Vanessa : Oui, surtout que quand il est question  de culture du viol, la culpabilité est déjà omniprésente : coupable d’avoir porté des vêtements trop courts, coupable d’avoir accepté d’aller chez le gars, coupable des scripts dans son désir, coupable de revenir sur sa décision, coupable de ne pas avoir serré les jambes, coupable de ne pas avoir dénoncé tout de suite, coupable de parler, coupable de ne pas avoir de preuves à présenter – excepté celles laissées en plan dans la tête comme une souffrance. Coupable, coupable, coupable. Sans compter le système de justice qui n’est certes pas conçu ici pour recevoir la parole de ces femmes, qui adhère à une logique selon laquelle « les victimes sont culpabilisées, et les coupables, victimisés », alors qu’il devrait se retourner vers les agresseurs pour prévenir ou éviter que les événements se reproduisent. J’ai aussi lu avec intérêt les deux textes que tu mentionnes, et c’est ce qui fait la force de l’ouvrage, des voix disparates, au masculin et au féminin, qu’on n’entend pas souvent sur la place publique, des photographies, de la création littéraire, des textes engagés; plusieurs voix donc pour dire : on vous croit. Pour ma part, le texte de Nancy B.-Pilon m’a grandement touchée, celui où la narratrice regarde sa petite fille se baigner en sous-vêtements, où elle dit : « j’ai peur parce que, trop bientôt, je devrai t’apprendre que tous ceux que tu vois présentement comme tes égaux ne te verront pas nécessairement de la même manière ».

Elizabeth : Oui Vanessa, Judith Lussier aborde d’ailleurs avec aplomb la situation des victimes d’abus sexuels, qu’il est toujours plus facile de dire que la victime l’a cherché plutôt que d’aborder franchement les grandes lacunes sociétales que cela soulève d’avoir encore aujourd’hui à aborder ces questions… Je ne sais pas si le texte de Natasha Kanapé Fontaine a eu le même effet sur toi que sur moi, mais je le vois comme le petit baume, le halo d’espoir et de lumière dans les histoires tristes et consternantes du recueil. Son message d’espoir-poème est gracieux et d’une force tangible pour l’appel à la résistance qu’il lance, appel à l’unité aussi. À enlever nos œillères, à arrêter de penser que si on n’a pas été victime d’un abus sexuel, ce n’est pas de nos affaires. Des mots doux parfois sur un sujet dur, ça apaise, ça guérit un peu mieux.

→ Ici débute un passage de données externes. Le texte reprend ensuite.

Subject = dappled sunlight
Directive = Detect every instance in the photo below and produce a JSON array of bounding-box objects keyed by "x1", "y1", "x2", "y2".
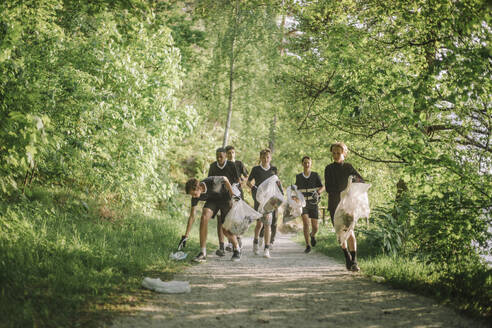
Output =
[{"x1": 109, "y1": 236, "x2": 486, "y2": 328}]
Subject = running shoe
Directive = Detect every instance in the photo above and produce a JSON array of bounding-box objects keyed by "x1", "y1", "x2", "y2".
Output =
[
  {"x1": 311, "y1": 236, "x2": 316, "y2": 247},
  {"x1": 231, "y1": 250, "x2": 241, "y2": 262},
  {"x1": 345, "y1": 258, "x2": 353, "y2": 270},
  {"x1": 350, "y1": 262, "x2": 360, "y2": 272},
  {"x1": 215, "y1": 248, "x2": 225, "y2": 257},
  {"x1": 253, "y1": 243, "x2": 260, "y2": 255},
  {"x1": 193, "y1": 252, "x2": 207, "y2": 262}
]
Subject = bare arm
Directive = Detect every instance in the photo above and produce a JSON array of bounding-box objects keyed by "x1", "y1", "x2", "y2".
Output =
[{"x1": 185, "y1": 206, "x2": 196, "y2": 238}]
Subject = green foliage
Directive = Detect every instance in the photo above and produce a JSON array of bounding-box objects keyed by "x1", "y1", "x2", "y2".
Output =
[
  {"x1": 0, "y1": 1, "x2": 196, "y2": 207},
  {"x1": 0, "y1": 188, "x2": 193, "y2": 327},
  {"x1": 314, "y1": 228, "x2": 492, "y2": 318}
]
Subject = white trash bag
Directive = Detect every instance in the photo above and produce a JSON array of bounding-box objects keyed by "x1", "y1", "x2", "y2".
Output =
[
  {"x1": 334, "y1": 176, "x2": 371, "y2": 245},
  {"x1": 169, "y1": 251, "x2": 188, "y2": 261},
  {"x1": 222, "y1": 199, "x2": 261, "y2": 236},
  {"x1": 231, "y1": 183, "x2": 241, "y2": 197},
  {"x1": 256, "y1": 175, "x2": 284, "y2": 214},
  {"x1": 142, "y1": 277, "x2": 191, "y2": 294},
  {"x1": 283, "y1": 185, "x2": 306, "y2": 223}
]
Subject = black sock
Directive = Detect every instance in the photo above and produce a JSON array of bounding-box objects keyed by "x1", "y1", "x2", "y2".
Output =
[
  {"x1": 350, "y1": 251, "x2": 357, "y2": 263},
  {"x1": 342, "y1": 248, "x2": 352, "y2": 261}
]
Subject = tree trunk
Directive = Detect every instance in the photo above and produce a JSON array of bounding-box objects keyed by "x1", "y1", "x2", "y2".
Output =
[
  {"x1": 268, "y1": 6, "x2": 285, "y2": 154},
  {"x1": 222, "y1": 0, "x2": 238, "y2": 147}
]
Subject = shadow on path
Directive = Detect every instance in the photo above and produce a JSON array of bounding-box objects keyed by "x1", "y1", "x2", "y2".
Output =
[{"x1": 106, "y1": 235, "x2": 480, "y2": 328}]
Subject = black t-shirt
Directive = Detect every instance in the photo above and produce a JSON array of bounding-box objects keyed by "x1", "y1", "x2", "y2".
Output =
[
  {"x1": 296, "y1": 172, "x2": 323, "y2": 197},
  {"x1": 325, "y1": 162, "x2": 364, "y2": 193},
  {"x1": 234, "y1": 161, "x2": 248, "y2": 178},
  {"x1": 208, "y1": 161, "x2": 239, "y2": 185},
  {"x1": 191, "y1": 176, "x2": 230, "y2": 207},
  {"x1": 248, "y1": 165, "x2": 277, "y2": 200}
]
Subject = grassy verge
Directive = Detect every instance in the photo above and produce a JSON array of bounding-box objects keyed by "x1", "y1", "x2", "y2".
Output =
[
  {"x1": 296, "y1": 227, "x2": 492, "y2": 320},
  {"x1": 0, "y1": 189, "x2": 198, "y2": 327}
]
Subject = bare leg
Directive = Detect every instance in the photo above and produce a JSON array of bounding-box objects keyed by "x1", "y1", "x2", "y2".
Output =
[
  {"x1": 224, "y1": 229, "x2": 239, "y2": 249},
  {"x1": 311, "y1": 219, "x2": 318, "y2": 237},
  {"x1": 342, "y1": 231, "x2": 357, "y2": 252},
  {"x1": 200, "y1": 208, "x2": 213, "y2": 248},
  {"x1": 217, "y1": 217, "x2": 224, "y2": 243},
  {"x1": 302, "y1": 214, "x2": 309, "y2": 245},
  {"x1": 255, "y1": 220, "x2": 263, "y2": 239}
]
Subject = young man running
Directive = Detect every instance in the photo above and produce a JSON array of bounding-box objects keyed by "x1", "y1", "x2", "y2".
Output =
[
  {"x1": 225, "y1": 146, "x2": 248, "y2": 252},
  {"x1": 248, "y1": 148, "x2": 282, "y2": 258},
  {"x1": 325, "y1": 142, "x2": 364, "y2": 271},
  {"x1": 296, "y1": 156, "x2": 325, "y2": 254},
  {"x1": 208, "y1": 147, "x2": 239, "y2": 256},
  {"x1": 180, "y1": 176, "x2": 241, "y2": 262}
]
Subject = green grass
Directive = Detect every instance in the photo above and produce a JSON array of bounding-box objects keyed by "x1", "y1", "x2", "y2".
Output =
[
  {"x1": 0, "y1": 189, "x2": 198, "y2": 327},
  {"x1": 296, "y1": 224, "x2": 492, "y2": 320}
]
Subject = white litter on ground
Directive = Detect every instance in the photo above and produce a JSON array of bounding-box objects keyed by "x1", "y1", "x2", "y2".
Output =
[
  {"x1": 169, "y1": 251, "x2": 188, "y2": 261},
  {"x1": 142, "y1": 277, "x2": 191, "y2": 294}
]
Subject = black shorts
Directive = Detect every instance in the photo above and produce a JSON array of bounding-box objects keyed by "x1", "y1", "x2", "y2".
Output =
[
  {"x1": 203, "y1": 200, "x2": 231, "y2": 223},
  {"x1": 302, "y1": 205, "x2": 319, "y2": 220}
]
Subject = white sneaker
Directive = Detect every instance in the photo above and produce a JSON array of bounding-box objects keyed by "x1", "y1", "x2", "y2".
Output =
[{"x1": 253, "y1": 243, "x2": 260, "y2": 255}]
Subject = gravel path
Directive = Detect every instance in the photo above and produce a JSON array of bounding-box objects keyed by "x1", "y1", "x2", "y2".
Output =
[{"x1": 106, "y1": 235, "x2": 480, "y2": 328}]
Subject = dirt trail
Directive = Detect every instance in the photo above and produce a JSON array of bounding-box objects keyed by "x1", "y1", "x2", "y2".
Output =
[{"x1": 106, "y1": 235, "x2": 480, "y2": 328}]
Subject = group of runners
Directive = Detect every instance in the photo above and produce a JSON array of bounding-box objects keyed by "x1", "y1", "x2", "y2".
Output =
[{"x1": 179, "y1": 142, "x2": 364, "y2": 271}]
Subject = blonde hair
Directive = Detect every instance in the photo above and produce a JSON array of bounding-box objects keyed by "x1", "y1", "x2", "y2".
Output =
[
  {"x1": 258, "y1": 148, "x2": 272, "y2": 164},
  {"x1": 330, "y1": 141, "x2": 348, "y2": 155}
]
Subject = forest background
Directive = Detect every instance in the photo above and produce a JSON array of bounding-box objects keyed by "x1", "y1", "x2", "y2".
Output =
[{"x1": 0, "y1": 0, "x2": 492, "y2": 327}]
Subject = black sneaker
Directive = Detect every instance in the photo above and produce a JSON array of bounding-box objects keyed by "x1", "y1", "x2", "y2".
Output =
[
  {"x1": 193, "y1": 252, "x2": 207, "y2": 263},
  {"x1": 231, "y1": 250, "x2": 241, "y2": 262},
  {"x1": 345, "y1": 258, "x2": 353, "y2": 270},
  {"x1": 350, "y1": 262, "x2": 360, "y2": 272}
]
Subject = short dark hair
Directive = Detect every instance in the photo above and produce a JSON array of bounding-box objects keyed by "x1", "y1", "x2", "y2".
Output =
[
  {"x1": 185, "y1": 178, "x2": 200, "y2": 194},
  {"x1": 260, "y1": 148, "x2": 272, "y2": 157}
]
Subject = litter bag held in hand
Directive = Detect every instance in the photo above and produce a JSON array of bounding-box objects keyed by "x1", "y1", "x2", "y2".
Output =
[
  {"x1": 283, "y1": 185, "x2": 306, "y2": 223},
  {"x1": 222, "y1": 199, "x2": 261, "y2": 236},
  {"x1": 256, "y1": 175, "x2": 284, "y2": 214},
  {"x1": 334, "y1": 176, "x2": 371, "y2": 245}
]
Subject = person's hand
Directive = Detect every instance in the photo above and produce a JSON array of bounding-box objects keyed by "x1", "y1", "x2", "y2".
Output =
[{"x1": 178, "y1": 236, "x2": 188, "y2": 251}]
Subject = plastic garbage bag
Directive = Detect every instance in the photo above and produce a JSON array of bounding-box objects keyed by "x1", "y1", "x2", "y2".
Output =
[
  {"x1": 169, "y1": 251, "x2": 188, "y2": 261},
  {"x1": 222, "y1": 199, "x2": 261, "y2": 236},
  {"x1": 142, "y1": 277, "x2": 191, "y2": 294},
  {"x1": 334, "y1": 176, "x2": 371, "y2": 245},
  {"x1": 283, "y1": 185, "x2": 306, "y2": 223},
  {"x1": 231, "y1": 183, "x2": 241, "y2": 197},
  {"x1": 256, "y1": 175, "x2": 284, "y2": 214}
]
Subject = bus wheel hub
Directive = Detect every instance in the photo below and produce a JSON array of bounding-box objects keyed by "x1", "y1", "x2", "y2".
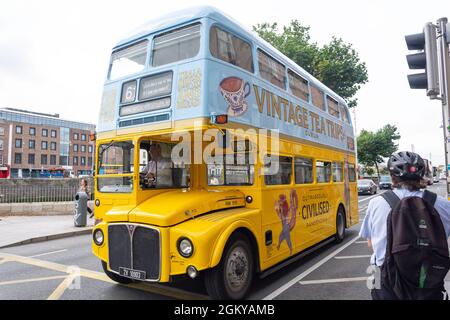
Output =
[{"x1": 226, "y1": 248, "x2": 248, "y2": 290}]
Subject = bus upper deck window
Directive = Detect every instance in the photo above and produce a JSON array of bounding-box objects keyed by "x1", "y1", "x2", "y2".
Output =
[
  {"x1": 258, "y1": 49, "x2": 286, "y2": 89},
  {"x1": 109, "y1": 40, "x2": 148, "y2": 80},
  {"x1": 209, "y1": 27, "x2": 253, "y2": 73},
  {"x1": 327, "y1": 96, "x2": 339, "y2": 118},
  {"x1": 288, "y1": 70, "x2": 309, "y2": 101},
  {"x1": 153, "y1": 24, "x2": 200, "y2": 67},
  {"x1": 311, "y1": 86, "x2": 325, "y2": 111}
]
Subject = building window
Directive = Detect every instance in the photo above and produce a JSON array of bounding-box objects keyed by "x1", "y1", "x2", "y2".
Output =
[
  {"x1": 28, "y1": 153, "x2": 34, "y2": 164},
  {"x1": 14, "y1": 153, "x2": 22, "y2": 164},
  {"x1": 59, "y1": 156, "x2": 69, "y2": 166},
  {"x1": 41, "y1": 154, "x2": 47, "y2": 166}
]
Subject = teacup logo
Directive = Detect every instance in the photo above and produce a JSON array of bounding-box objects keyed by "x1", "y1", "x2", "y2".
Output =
[{"x1": 220, "y1": 77, "x2": 250, "y2": 117}]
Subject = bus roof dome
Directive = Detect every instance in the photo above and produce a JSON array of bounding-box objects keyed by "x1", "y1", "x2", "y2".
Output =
[{"x1": 116, "y1": 6, "x2": 227, "y2": 47}]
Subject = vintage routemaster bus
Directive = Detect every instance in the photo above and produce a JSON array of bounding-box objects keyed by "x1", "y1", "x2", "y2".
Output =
[{"x1": 92, "y1": 7, "x2": 358, "y2": 299}]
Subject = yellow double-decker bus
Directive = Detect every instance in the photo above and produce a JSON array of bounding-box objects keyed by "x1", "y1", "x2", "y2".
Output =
[{"x1": 92, "y1": 7, "x2": 358, "y2": 299}]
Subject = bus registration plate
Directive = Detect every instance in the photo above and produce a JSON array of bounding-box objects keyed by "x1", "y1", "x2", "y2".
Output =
[{"x1": 119, "y1": 267, "x2": 145, "y2": 280}]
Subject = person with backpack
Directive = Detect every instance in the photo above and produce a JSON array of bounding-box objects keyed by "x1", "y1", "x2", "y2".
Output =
[{"x1": 359, "y1": 151, "x2": 450, "y2": 300}]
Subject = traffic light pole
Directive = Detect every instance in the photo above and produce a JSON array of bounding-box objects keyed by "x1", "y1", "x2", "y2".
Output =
[{"x1": 437, "y1": 18, "x2": 450, "y2": 200}]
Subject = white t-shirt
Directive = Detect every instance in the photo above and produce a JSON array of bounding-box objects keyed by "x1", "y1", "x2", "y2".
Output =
[{"x1": 359, "y1": 189, "x2": 450, "y2": 267}]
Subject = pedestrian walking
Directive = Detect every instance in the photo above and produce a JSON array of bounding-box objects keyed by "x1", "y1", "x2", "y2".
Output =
[
  {"x1": 78, "y1": 178, "x2": 94, "y2": 218},
  {"x1": 359, "y1": 151, "x2": 450, "y2": 300}
]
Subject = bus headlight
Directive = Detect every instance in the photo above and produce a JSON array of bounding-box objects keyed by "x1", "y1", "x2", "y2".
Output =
[
  {"x1": 177, "y1": 238, "x2": 194, "y2": 258},
  {"x1": 94, "y1": 229, "x2": 105, "y2": 246}
]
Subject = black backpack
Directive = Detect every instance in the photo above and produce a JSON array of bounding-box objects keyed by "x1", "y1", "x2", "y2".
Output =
[{"x1": 381, "y1": 190, "x2": 450, "y2": 300}]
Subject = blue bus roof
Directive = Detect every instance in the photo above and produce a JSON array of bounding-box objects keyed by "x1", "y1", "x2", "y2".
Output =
[{"x1": 113, "y1": 6, "x2": 347, "y2": 106}]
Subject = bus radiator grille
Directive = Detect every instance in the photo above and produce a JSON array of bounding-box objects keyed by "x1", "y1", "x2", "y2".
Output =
[{"x1": 108, "y1": 224, "x2": 161, "y2": 281}]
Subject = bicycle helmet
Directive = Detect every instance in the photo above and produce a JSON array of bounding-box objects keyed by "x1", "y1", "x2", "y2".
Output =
[{"x1": 388, "y1": 151, "x2": 425, "y2": 180}]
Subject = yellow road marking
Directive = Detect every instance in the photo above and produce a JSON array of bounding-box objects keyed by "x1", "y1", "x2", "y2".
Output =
[
  {"x1": 0, "y1": 276, "x2": 66, "y2": 286},
  {"x1": 0, "y1": 253, "x2": 208, "y2": 300},
  {"x1": 47, "y1": 273, "x2": 80, "y2": 300}
]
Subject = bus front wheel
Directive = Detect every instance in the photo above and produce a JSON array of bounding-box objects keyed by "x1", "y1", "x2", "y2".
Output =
[
  {"x1": 102, "y1": 260, "x2": 133, "y2": 284},
  {"x1": 334, "y1": 206, "x2": 345, "y2": 243},
  {"x1": 205, "y1": 234, "x2": 254, "y2": 300}
]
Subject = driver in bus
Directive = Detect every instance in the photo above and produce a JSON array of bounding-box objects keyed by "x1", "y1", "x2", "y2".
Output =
[{"x1": 141, "y1": 143, "x2": 172, "y2": 188}]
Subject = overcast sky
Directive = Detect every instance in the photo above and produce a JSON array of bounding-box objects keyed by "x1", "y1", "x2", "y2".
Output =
[{"x1": 0, "y1": 0, "x2": 450, "y2": 165}]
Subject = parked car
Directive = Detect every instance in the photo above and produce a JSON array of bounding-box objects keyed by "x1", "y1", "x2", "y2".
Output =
[
  {"x1": 358, "y1": 179, "x2": 378, "y2": 194},
  {"x1": 379, "y1": 176, "x2": 392, "y2": 189}
]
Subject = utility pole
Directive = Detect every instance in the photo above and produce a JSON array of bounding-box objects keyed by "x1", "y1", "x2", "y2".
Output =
[{"x1": 437, "y1": 18, "x2": 450, "y2": 199}]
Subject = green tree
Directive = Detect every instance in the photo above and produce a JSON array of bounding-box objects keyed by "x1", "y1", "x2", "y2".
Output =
[
  {"x1": 357, "y1": 124, "x2": 400, "y2": 178},
  {"x1": 253, "y1": 20, "x2": 368, "y2": 107}
]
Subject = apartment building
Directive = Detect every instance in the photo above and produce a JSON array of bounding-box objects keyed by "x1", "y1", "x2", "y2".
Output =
[{"x1": 0, "y1": 108, "x2": 95, "y2": 178}]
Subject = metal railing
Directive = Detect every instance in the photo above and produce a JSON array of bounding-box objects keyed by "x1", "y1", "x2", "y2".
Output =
[{"x1": 0, "y1": 185, "x2": 92, "y2": 203}]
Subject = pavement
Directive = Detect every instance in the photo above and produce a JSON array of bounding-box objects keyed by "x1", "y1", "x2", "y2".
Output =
[{"x1": 0, "y1": 215, "x2": 94, "y2": 248}]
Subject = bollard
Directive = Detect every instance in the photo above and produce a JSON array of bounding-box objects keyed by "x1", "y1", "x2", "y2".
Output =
[{"x1": 73, "y1": 191, "x2": 87, "y2": 227}]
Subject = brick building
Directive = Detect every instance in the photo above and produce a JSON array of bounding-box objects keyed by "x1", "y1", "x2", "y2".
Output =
[{"x1": 0, "y1": 108, "x2": 95, "y2": 178}]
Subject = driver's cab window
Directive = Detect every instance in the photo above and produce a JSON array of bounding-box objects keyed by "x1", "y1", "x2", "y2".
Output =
[{"x1": 139, "y1": 140, "x2": 189, "y2": 189}]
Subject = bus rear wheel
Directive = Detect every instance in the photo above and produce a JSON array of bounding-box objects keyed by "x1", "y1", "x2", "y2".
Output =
[
  {"x1": 102, "y1": 260, "x2": 133, "y2": 284},
  {"x1": 205, "y1": 234, "x2": 254, "y2": 300},
  {"x1": 334, "y1": 206, "x2": 345, "y2": 243}
]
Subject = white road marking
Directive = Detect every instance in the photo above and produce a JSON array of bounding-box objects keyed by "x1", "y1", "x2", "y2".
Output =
[
  {"x1": 299, "y1": 277, "x2": 369, "y2": 285},
  {"x1": 358, "y1": 191, "x2": 386, "y2": 203},
  {"x1": 263, "y1": 236, "x2": 359, "y2": 300},
  {"x1": 334, "y1": 254, "x2": 371, "y2": 259},
  {"x1": 28, "y1": 249, "x2": 67, "y2": 258},
  {"x1": 0, "y1": 276, "x2": 66, "y2": 286}
]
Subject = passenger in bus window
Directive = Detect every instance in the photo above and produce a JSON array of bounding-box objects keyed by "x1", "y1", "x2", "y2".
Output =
[{"x1": 142, "y1": 143, "x2": 172, "y2": 188}]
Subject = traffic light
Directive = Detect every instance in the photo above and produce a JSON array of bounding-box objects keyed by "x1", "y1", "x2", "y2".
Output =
[{"x1": 405, "y1": 22, "x2": 439, "y2": 99}]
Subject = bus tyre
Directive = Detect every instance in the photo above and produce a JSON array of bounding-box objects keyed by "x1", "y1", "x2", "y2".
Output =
[
  {"x1": 205, "y1": 234, "x2": 254, "y2": 300},
  {"x1": 334, "y1": 207, "x2": 345, "y2": 243},
  {"x1": 102, "y1": 260, "x2": 133, "y2": 284}
]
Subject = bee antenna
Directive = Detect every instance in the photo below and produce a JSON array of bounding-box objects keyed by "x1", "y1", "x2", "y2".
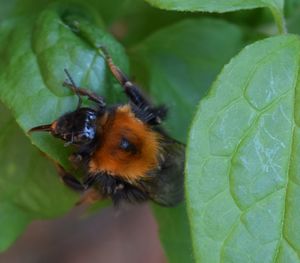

Vanessa : Et cette image du « ventre hurlant » qui avale toutes les bouches n’ayant pas pu s’exprimer – une poésie évocatrice, je te l’accorde. Par extension, le collectif Sous la ceinture : Unis pour vaincre la culture du viol pourrait également être vu comme ce ventre abordé par Natasha Kanapé Fontaine, un lieu de résonnance où chacune se réapproprie une parole, cohabite avec les échos des autres – parce qu’ensemble nous sommes plus solides – et cesse de craindre pour sa sécurité dans une société où la dénonciation est une épreuve au sein d’un climat malaisé, d’emblée en notre défaveur. Il est plus que temps, pour reprendre les mots de mes sœurs, que la honte change de camp.

Elizabeth Lord et Vanessa Courville

Sous la ceinture, collectif polyforme sous la direction de Nancy B.-Pilon, Québec Amérique, 2016.